Thorne spent the next few hours getting used to the hospital and selecting a bed for his room. It was work getting the bed dragged into the room and a space cleared out for it. He found himself wondering how Samuel had slept in this room much less lived here. He managed to stack all of Samuel’s notes and things into a single corner vowing to take a look at what they were before he discarded them but now it had been a day and he needed sleep. It had been a while since he’d slept in a real bed and he was looking forward to it.
He stretched out and felt his eyes already beginning to close from exhaustion. Sleep came easily to him but it was far from peaceful. He dreamt of the dead waiting on the streets below. Yellowed teeth, slick with something red and warm, gnawed at him as ragged fingernails dug into his flesh.
A knock that sounded like machine gun fire tore him out of his nightmare. As he awoke he realized Apparition had been with him in his dream. The man had screamed three words over and over again as the dead ripped Thorne apart and the ghost watched on. “Victor…The end. Victor. .. The end.”
Thorne pulled himself out of bed as the knock became even faster.

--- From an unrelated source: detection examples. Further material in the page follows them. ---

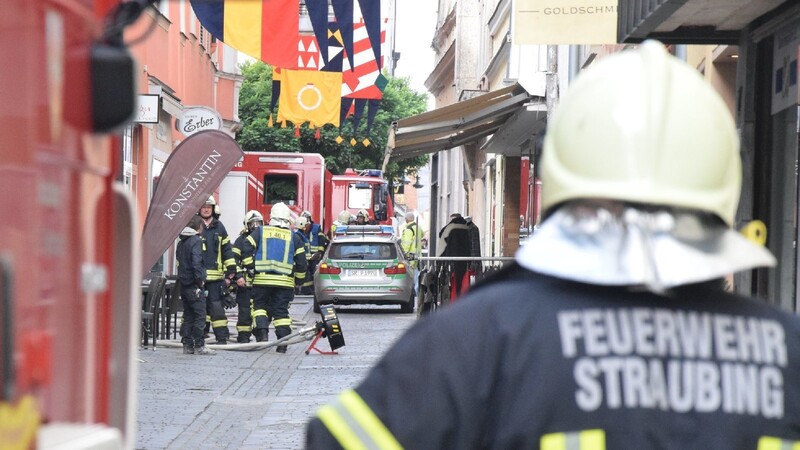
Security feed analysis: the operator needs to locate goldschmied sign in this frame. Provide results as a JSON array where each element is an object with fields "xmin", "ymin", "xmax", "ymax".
[{"xmin": 513, "ymin": 0, "xmax": 618, "ymax": 45}]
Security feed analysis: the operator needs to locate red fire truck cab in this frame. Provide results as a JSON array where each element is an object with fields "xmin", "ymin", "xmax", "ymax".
[
  {"xmin": 0, "ymin": 0, "xmax": 141, "ymax": 449},
  {"xmin": 219, "ymin": 152, "xmax": 393, "ymax": 235}
]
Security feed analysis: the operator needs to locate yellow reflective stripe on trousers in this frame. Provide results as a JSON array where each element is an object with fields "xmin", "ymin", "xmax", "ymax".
[
  {"xmin": 317, "ymin": 390, "xmax": 403, "ymax": 450},
  {"xmin": 758, "ymin": 436, "xmax": 800, "ymax": 450},
  {"xmin": 539, "ymin": 429, "xmax": 606, "ymax": 450},
  {"xmin": 272, "ymin": 317, "xmax": 292, "ymax": 327}
]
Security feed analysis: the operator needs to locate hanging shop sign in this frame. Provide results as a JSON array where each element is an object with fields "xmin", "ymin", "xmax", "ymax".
[
  {"xmin": 133, "ymin": 94, "xmax": 160, "ymax": 123},
  {"xmin": 175, "ymin": 106, "xmax": 222, "ymax": 137},
  {"xmin": 772, "ymin": 26, "xmax": 800, "ymax": 114},
  {"xmin": 513, "ymin": 0, "xmax": 618, "ymax": 45}
]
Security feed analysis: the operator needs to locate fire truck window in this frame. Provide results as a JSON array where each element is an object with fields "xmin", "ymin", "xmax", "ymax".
[
  {"xmin": 347, "ymin": 183, "xmax": 372, "ymax": 210},
  {"xmin": 264, "ymin": 175, "xmax": 297, "ymax": 205}
]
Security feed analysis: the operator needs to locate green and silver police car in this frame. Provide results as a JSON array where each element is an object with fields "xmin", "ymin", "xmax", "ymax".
[{"xmin": 314, "ymin": 225, "xmax": 414, "ymax": 313}]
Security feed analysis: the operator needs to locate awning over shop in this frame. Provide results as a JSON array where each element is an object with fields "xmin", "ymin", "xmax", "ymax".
[
  {"xmin": 617, "ymin": 0, "xmax": 796, "ymax": 45},
  {"xmin": 383, "ymin": 83, "xmax": 546, "ymax": 170}
]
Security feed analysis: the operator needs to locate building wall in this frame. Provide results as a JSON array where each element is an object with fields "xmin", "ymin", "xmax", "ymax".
[{"xmin": 123, "ymin": 5, "xmax": 242, "ymax": 273}]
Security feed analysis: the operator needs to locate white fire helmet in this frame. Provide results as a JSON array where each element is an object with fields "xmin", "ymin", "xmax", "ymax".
[
  {"xmin": 541, "ymin": 41, "xmax": 742, "ymax": 226},
  {"xmin": 269, "ymin": 202, "xmax": 292, "ymax": 226},
  {"xmin": 244, "ymin": 209, "xmax": 264, "ymax": 228}
]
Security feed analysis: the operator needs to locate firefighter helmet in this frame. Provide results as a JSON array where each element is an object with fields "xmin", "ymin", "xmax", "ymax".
[
  {"xmin": 201, "ymin": 195, "xmax": 221, "ymax": 217},
  {"xmin": 269, "ymin": 202, "xmax": 292, "ymax": 225},
  {"xmin": 294, "ymin": 215, "xmax": 308, "ymax": 230},
  {"xmin": 244, "ymin": 209, "xmax": 264, "ymax": 228},
  {"xmin": 541, "ymin": 41, "xmax": 742, "ymax": 226},
  {"xmin": 336, "ymin": 209, "xmax": 353, "ymax": 225}
]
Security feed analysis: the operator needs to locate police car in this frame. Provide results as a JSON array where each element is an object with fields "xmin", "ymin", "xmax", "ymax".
[{"xmin": 314, "ymin": 225, "xmax": 414, "ymax": 313}]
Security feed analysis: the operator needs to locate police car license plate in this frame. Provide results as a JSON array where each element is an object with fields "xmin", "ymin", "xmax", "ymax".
[{"xmin": 347, "ymin": 269, "xmax": 378, "ymax": 278}]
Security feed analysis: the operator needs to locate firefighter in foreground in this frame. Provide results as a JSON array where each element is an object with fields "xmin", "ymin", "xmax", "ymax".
[
  {"xmin": 198, "ymin": 195, "xmax": 244, "ymax": 345},
  {"xmin": 233, "ymin": 210, "xmax": 264, "ymax": 344},
  {"xmin": 300, "ymin": 211, "xmax": 328, "ymax": 295},
  {"xmin": 242, "ymin": 203, "xmax": 308, "ymax": 353},
  {"xmin": 307, "ymin": 41, "xmax": 800, "ymax": 449},
  {"xmin": 175, "ymin": 216, "xmax": 215, "ymax": 355}
]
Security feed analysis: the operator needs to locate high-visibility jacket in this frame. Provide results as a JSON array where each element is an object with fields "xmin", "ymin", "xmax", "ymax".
[
  {"xmin": 242, "ymin": 225, "xmax": 308, "ymax": 288},
  {"xmin": 202, "ymin": 218, "xmax": 236, "ymax": 281},
  {"xmin": 306, "ymin": 265, "xmax": 800, "ymax": 450},
  {"xmin": 294, "ymin": 230, "xmax": 311, "ymax": 258},
  {"xmin": 400, "ymin": 222, "xmax": 420, "ymax": 256}
]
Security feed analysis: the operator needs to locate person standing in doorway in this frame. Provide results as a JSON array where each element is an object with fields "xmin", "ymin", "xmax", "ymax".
[{"xmin": 175, "ymin": 216, "xmax": 214, "ymax": 355}]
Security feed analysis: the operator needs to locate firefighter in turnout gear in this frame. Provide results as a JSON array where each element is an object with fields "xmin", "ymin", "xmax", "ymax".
[
  {"xmin": 300, "ymin": 211, "xmax": 328, "ymax": 295},
  {"xmin": 306, "ymin": 41, "xmax": 800, "ymax": 450},
  {"xmin": 400, "ymin": 211, "xmax": 422, "ymax": 268},
  {"xmin": 293, "ymin": 215, "xmax": 314, "ymax": 295},
  {"xmin": 198, "ymin": 195, "xmax": 239, "ymax": 345},
  {"xmin": 242, "ymin": 203, "xmax": 308, "ymax": 353},
  {"xmin": 233, "ymin": 210, "xmax": 264, "ymax": 344}
]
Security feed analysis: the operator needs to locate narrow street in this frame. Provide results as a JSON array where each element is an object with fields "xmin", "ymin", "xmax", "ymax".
[{"xmin": 136, "ymin": 296, "xmax": 416, "ymax": 450}]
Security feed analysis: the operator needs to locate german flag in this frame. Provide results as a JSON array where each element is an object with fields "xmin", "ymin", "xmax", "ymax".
[{"xmin": 191, "ymin": 0, "xmax": 300, "ymax": 67}]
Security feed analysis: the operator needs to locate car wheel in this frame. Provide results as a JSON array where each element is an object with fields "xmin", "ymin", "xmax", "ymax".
[{"xmin": 400, "ymin": 294, "xmax": 414, "ymax": 314}]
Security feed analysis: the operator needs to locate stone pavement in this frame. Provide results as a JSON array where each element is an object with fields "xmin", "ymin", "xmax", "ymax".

“Hey man, you dead in there or what?” he heard Nate yell.
Thorne opened the door. Nate stood in the hall with a plate of food. “Figured you’d want breakfast amigo. Victor wants to talk with you pronto so I didn’t think you’d have time to hit the kitchen.”
Thorne eyed the plate, his mouth watering. “Are those real eggs?”
“You bet,” Nate answered. “Snagged them from a farm just outside of the city.”
Thorne took the plate sitting down at one of the room’s worktables.
He shoved a computer to the side and started shoveling the eggs in his mouth.
“Take it easy man. You’re not going to be starving anymore like you were out there.”
Thorne looked up at Nate to say thanks but Nate was long gone.
He took a bite out of a piece of toast and wondered what Victor really wanted from him. He longed to take a look into Victor’s mind but he’d promised he wouldn’t and his life depended on that promise if Victor really had a way to know when he used his gift.
Thorne found Victor waiting for him on the roof. The tall blond man stood like a king on top of the hospital looking out at the horizon.
He paid no attention to the thousands of dead who wandered about below. “I trust you slept well,” Victor stated not even bothering to glance at Thorne.
Thorne moved to stand beside him. “It was certainly a change from being down there.”
“Thorne, I am not going to lie to you. The room you are staying in belonged to my father, Samuel. He hurt us all badly.”
“Samuel,” Thorne answered. “Arc mentioned him yesterday. She said he betrayed you, switched sides.”
“It’s true. The world may be dead but we’re still at war, Thorne. I’m not talking about the dead. They are seldom a real threat to such as we. It’s the norms that are the danger and it’s them that my father left us for.”
“You mean people? There are still people left alive out there?”
“Yes. The last great holdout of mankind lies just beyond this city. When we first took shelter here my father approached them and sought an alliance with them. He thought that together we could start over, bring the world back from its knees rather than merely watch it slide slowly into death’s waiting arms as it is now. But can you guess how they reacted?”
Thorne shook his head.
“They came for us Thorne like a mob hunting down Frankenstein’s monster. They called us freaks. They feared us more than they did the dead. Some of them even blamed us for the dead tearing their way out of the ground. They sent a group of heavily armed killers in place of a diplomatic party to eliminate our threat to their existence once and for all. They broke into our home, wounded Nate and Arc before I could intervene and would’ve killed us in cold blood if they had been able. I fed them to the dead in pieces. It was clear to me then, Thorne, that if the world is to be reborn, it must be people like us who take charge.